A partir de una brizna de paja
A medida que analizamos la composición de los suelos más productivos a lo largo del tiempo, conocemos con más detalle la compleja interacción entre infinidad de componentes químicos y organismos. Un estudio del Boyce Thompson Institute en Estados Unidos asocia la relación simbiótica entre bacterias del suelo y micelios de hongos (filamentos que se extienden bajo el humus siguiendo un diseño fractal similar al de las conexiones en un sistema nervioso).
Se conocía con detalle la asociación entre micelios y raíces de árboles, cuya conexión se conoce como micorriza, gracias a la cual los suelos multiplican su capacidad de almacenamiento de carbono (el suelo contiene más carbono que las plantas y la atmósfera combinadas). Un suelo sano y rico en micorriza y bacterias asociativas con la simbiosis entre micelios y raíces de plantas podrá capturar y retener más carbono que un suelo erosionado y pobre.
El hallazgo de las bacterias beneficiosas supone una nueva vía para lograr métodos a la vez rentables y beneficiosos para enriquecer el suelo y mejorar el rendimiento de los cultivos, y de paso reducir la dependencia de los agricultores con respecto a fertilizantes convencionales, explica Michael J. Haas en Cornell Chronicle.
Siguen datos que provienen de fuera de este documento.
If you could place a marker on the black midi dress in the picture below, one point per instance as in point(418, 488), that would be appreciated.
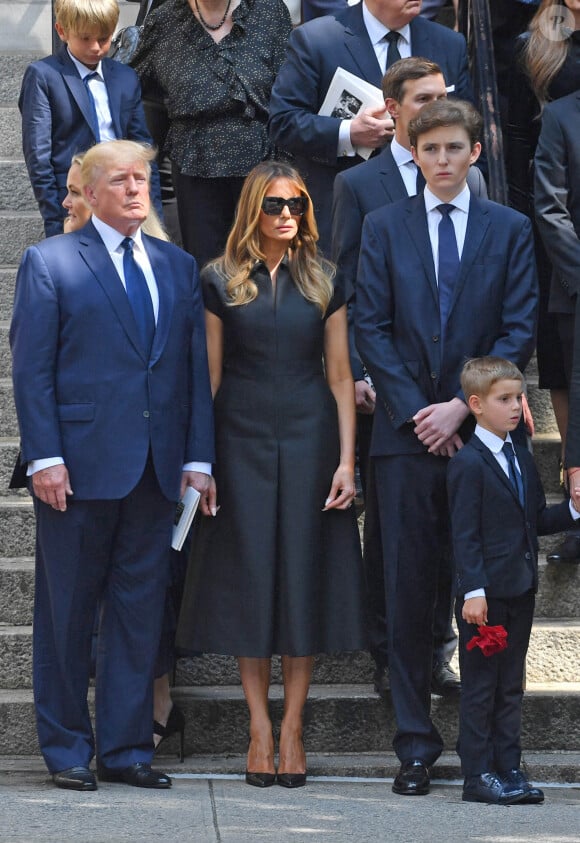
point(272, 573)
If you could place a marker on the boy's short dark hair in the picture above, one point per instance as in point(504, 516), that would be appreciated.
point(480, 373)
point(87, 16)
point(446, 113)
point(406, 70)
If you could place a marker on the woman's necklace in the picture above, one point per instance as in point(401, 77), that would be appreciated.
point(212, 26)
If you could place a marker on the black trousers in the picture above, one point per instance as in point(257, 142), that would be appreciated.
point(206, 212)
point(490, 714)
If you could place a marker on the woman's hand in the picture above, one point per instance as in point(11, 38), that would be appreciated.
point(343, 491)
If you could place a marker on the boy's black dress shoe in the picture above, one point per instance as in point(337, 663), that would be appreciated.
point(444, 681)
point(567, 551)
point(75, 778)
point(489, 788)
point(516, 778)
point(137, 775)
point(412, 779)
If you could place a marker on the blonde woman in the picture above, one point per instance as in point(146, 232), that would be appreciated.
point(278, 570)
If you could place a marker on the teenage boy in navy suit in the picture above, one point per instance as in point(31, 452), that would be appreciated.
point(75, 99)
point(498, 509)
point(442, 276)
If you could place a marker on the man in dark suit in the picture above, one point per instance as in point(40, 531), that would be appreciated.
point(112, 392)
point(72, 100)
point(442, 276)
point(557, 205)
point(355, 41)
point(392, 175)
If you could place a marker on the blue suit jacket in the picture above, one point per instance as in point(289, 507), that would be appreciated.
point(357, 192)
point(83, 388)
point(315, 50)
point(495, 539)
point(57, 124)
point(493, 309)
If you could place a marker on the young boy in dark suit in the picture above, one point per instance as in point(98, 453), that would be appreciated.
point(74, 99)
point(498, 509)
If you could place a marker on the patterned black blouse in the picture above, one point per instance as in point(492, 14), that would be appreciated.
point(217, 95)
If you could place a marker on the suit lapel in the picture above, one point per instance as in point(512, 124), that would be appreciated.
point(416, 223)
point(163, 276)
point(477, 225)
point(358, 44)
point(77, 88)
point(97, 258)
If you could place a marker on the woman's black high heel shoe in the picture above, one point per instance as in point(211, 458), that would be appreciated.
point(259, 779)
point(175, 723)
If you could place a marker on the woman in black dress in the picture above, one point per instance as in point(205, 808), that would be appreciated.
point(278, 569)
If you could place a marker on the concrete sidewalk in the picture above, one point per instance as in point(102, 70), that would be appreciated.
point(204, 809)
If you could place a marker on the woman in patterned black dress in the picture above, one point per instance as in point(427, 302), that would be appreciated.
point(278, 569)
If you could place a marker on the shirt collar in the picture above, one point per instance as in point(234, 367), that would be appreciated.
point(461, 201)
point(490, 440)
point(378, 30)
point(83, 69)
point(400, 154)
point(113, 238)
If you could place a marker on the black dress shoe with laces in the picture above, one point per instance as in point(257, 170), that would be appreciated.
point(489, 788)
point(75, 778)
point(137, 775)
point(444, 681)
point(412, 779)
point(517, 778)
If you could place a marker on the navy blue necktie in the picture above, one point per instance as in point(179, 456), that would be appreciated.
point(95, 116)
point(139, 296)
point(448, 262)
point(393, 53)
point(515, 476)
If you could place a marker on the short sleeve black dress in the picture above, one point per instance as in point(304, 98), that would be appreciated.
point(272, 573)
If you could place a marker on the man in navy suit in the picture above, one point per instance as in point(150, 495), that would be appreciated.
point(392, 175)
point(354, 40)
point(114, 405)
point(442, 276)
point(74, 99)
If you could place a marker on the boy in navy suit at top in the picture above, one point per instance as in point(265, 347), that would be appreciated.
point(498, 509)
point(75, 99)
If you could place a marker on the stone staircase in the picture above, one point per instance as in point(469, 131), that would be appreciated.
point(348, 730)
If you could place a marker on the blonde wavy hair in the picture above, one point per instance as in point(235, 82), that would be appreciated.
point(311, 274)
point(543, 57)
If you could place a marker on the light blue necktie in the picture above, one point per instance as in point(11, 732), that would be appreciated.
point(139, 296)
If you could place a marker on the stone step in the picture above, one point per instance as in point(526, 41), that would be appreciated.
point(15, 188)
point(338, 719)
point(19, 229)
point(10, 132)
point(552, 657)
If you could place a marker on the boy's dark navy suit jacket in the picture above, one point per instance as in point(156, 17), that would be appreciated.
point(495, 540)
point(57, 124)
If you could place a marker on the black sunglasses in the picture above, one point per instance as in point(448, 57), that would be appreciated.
point(273, 205)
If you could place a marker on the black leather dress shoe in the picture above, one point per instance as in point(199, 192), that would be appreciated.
point(567, 551)
point(412, 779)
point(75, 778)
point(518, 779)
point(381, 681)
point(444, 681)
point(489, 788)
point(137, 775)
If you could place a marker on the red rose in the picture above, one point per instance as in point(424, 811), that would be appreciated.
point(491, 639)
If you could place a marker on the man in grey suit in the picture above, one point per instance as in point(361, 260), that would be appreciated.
point(407, 86)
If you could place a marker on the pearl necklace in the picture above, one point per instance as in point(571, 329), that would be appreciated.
point(212, 26)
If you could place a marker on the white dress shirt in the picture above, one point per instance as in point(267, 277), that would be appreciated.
point(112, 240)
point(377, 32)
point(100, 96)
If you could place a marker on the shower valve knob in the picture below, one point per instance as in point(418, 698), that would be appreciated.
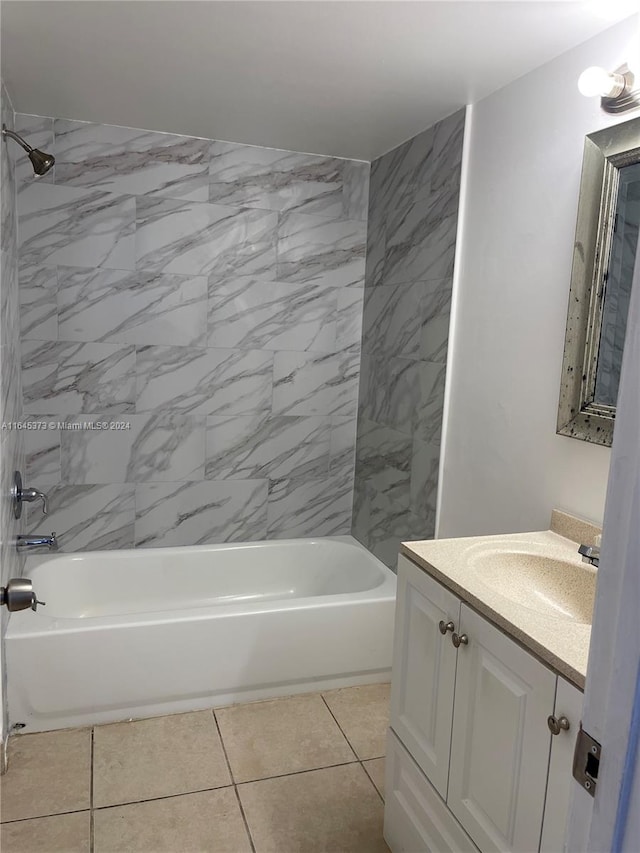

En su ensayo La revolución de una brizna de paja, el agricultor y filósofo japonés Masanobu Fukuoka explica los hallazgos a lo largo de una vida de estudio y experimentación en su granja con técnicas que había observado de niño. Formado en agronomía moderna, comprobó los efectos sobre el suelo del uso de abonos y fertilizantes químicos, y decidió orientarse hacia una agricultura que protegiese la riqueza y complejidad de la tierra.
Mejores sistemas
Fukuoka logró cierta celebridad al mostrar un sistema de cultivo que no requiere retinar malas hierbas, no usa pesticidas ni fertilizantes, y no depende de la labranza intensiva. Asimismo, este ingeniero agrónomo que volvió a la granja ancestral creó un sistema de siembra a través de bolas de arcilla.
Trayectorias como la de Fukuoka muestran hasta qué punto combinar técnicas ancestrales con invenciones de nuestro tiempo puede ser productivo y a la vez garantizar el equilibrio de nutrientes en el suelo a largo plazo, lo que repercute no sólo sobre su viabilidad a largo plazo, sino sobre su propia capacidad para capturar y retener carbono.
Cuando hablamos de límites, no deberíamos hacerlo de prohibiciones o de estancamiento, sino de constricciones que nos obligan a crear mejores sistemas que los utilizados hasta ahora.
En ocasiones, es necesario observar prolongadamente antes de trabajar a destajo, recomendaba Masanobu Fukuoka. Comprender la tierra y velar por su riqueza no implica poner un cercado en torno a ella y protegerla de toda actividad humana, sino comprender relaciones entre suelo y organismos que siempre han estado ahí, a la espera de que aprendamos a observar con atención.